After (Schantt Auto mode): With the facility modelled as described, the scheduler produces a complete campaign-season plan in a single run — weeks of overlapping production compressed into a single optimised timeline. The planner loads the seasonal tonnage, sets the start and end dates, and the system explores the sequence and machine assignments across all three campaigns simultaneously. Gains include:

  • The Gantt shows each campaign as a contiguous block across the seven stages, with retort jobs assigned to the four vessels in parallel — no single vessel overloaded while others wait. The planner can verify at a glance that all four retorts share the load.
  • Filler changeovers cluster naturally: peach-to-tomato transitions (45 minutes) appear where the scheduler grouped same-regime runs, while corn-to-fruit transitions (55–60 minutes) are fewer and purposeful. The total changeover time consumed across the season is the lowest possible for the given campaign mix.

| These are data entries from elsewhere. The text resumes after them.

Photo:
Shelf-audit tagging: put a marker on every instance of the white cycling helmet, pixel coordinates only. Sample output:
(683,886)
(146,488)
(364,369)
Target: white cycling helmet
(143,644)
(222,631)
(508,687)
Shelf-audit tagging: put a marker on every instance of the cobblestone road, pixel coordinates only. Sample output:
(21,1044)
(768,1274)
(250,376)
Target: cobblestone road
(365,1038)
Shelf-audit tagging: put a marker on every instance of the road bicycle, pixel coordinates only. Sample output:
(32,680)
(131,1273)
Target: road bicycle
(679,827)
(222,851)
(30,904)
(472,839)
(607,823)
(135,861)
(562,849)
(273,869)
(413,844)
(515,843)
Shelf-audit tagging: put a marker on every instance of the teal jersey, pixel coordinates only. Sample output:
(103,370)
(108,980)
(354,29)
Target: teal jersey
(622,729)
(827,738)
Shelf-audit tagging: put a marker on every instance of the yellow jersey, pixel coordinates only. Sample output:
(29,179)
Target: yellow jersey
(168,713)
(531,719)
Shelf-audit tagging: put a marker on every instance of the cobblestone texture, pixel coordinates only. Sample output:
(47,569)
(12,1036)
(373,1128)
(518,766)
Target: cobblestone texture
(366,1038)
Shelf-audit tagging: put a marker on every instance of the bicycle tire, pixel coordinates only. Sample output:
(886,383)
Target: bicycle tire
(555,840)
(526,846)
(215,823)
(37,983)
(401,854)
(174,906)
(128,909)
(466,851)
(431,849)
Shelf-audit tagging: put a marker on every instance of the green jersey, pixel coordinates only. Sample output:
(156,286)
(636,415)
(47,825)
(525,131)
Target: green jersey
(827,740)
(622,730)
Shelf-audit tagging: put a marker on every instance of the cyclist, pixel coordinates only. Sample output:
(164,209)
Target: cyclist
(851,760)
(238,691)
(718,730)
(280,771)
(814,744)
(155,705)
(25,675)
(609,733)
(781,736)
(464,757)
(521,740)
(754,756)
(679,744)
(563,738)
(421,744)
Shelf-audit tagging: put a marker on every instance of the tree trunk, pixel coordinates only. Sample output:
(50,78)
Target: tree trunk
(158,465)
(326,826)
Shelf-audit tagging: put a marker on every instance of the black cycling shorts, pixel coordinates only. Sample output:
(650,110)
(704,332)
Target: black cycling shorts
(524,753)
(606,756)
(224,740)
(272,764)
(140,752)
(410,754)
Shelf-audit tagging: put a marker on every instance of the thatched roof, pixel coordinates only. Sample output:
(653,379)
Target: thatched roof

  • Wait_material gaps appear only where blancher throughput cannot keep pace — visible and explainable, not a surprise stoppage. The planner adjusts timing or shifts order to minimise the impact.
  • What-if responses are a matter of adjusting parameters — crop arrival date, tonnage, machine availability — and re-running the scheduler, not rebuilding the entire spreadsheet from scratch. A question that used to consume half the morning resolves in minutes.